Proposed Model of NIN Function during Initiation of Nodule Primordia. After perception of the Nod factor, NIN expression is induced in the epidermis. The –5 kb regulatory region of the NIN promoter is sufficient for both tight root hair curling and infection thread formation. By contrast, expression driven by the –2.2 kb region is sufficient only for the tight root hair curling and formation of bacterial colonies inside the curl. A mobile signal is generated in the epidermis in a NIN-dependent manner, and this signal translocates to the pericycle. Whether or not this mobile signal is cytokinin or an unknown signal, it causes cytokinin accumulation in the inner root cell layers.
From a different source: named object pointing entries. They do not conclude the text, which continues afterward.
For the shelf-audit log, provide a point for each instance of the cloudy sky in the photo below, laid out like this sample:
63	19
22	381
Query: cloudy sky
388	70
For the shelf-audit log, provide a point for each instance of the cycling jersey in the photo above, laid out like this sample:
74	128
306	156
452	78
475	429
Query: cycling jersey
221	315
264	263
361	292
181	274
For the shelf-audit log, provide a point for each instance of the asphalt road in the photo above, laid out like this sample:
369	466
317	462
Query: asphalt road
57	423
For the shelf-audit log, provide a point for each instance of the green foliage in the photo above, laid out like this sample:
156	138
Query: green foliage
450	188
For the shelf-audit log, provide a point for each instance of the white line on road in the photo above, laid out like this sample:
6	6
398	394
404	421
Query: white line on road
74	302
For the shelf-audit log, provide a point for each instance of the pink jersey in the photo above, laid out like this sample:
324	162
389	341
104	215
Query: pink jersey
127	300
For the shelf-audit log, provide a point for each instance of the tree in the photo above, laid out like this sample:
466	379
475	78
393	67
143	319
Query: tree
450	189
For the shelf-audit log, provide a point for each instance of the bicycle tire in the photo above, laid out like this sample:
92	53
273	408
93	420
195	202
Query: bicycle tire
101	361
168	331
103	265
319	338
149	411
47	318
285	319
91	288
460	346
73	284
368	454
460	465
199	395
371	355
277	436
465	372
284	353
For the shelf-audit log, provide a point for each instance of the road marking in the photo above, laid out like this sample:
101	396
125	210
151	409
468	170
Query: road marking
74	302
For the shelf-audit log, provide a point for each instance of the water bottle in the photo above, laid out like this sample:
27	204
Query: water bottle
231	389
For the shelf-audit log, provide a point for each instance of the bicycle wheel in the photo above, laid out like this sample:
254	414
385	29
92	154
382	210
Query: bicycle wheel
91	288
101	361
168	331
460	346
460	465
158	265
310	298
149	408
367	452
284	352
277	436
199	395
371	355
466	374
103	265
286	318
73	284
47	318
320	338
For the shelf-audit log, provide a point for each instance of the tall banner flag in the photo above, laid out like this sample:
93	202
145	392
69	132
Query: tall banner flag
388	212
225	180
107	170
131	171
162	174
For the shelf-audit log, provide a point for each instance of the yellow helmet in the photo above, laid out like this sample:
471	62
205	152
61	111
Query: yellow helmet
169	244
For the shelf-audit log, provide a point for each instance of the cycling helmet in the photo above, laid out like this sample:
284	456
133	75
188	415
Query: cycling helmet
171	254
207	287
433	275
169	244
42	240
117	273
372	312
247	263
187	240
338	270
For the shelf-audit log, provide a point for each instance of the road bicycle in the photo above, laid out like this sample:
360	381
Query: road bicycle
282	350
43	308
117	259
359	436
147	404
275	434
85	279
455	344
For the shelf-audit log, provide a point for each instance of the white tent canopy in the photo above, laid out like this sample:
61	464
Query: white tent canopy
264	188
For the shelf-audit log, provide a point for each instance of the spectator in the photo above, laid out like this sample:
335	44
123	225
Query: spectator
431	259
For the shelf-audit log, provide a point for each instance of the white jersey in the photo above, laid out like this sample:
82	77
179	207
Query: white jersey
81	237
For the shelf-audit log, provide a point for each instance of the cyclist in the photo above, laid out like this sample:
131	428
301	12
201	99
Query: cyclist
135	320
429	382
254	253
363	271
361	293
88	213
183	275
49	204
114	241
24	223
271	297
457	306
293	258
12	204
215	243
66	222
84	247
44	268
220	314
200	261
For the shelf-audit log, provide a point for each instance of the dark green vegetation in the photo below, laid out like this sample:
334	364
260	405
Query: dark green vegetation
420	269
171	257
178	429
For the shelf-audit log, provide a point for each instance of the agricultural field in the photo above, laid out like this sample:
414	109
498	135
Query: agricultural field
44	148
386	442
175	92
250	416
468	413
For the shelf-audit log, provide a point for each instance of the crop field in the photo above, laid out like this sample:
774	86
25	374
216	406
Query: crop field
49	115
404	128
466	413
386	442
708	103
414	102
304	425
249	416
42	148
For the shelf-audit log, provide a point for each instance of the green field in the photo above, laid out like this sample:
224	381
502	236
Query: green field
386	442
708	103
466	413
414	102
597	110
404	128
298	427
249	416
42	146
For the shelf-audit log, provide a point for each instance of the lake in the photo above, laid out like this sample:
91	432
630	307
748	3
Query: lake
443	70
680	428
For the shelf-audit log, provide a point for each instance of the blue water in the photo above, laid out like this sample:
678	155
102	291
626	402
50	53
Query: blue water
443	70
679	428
The CRE1 receptor in the pericycle perceives cytokinin and activates the B-type RR1, which further activates NIN expression. NIN directly or indirectly regulates its own expression via a positive feedback loop, and the –5 kb promoter region is sufficient for this feedback regulation. NIN directly activates NF-YA1 expression and stimulates further cell divisions. Later, the NIN-induced response in pericycle contributes to cell division and NIN expression in the endodermis and cortical cells. C4 and C5, cortical cell layers 4 and 5; Ed, endodermis; Ep, epidermis; Pc, pericycle.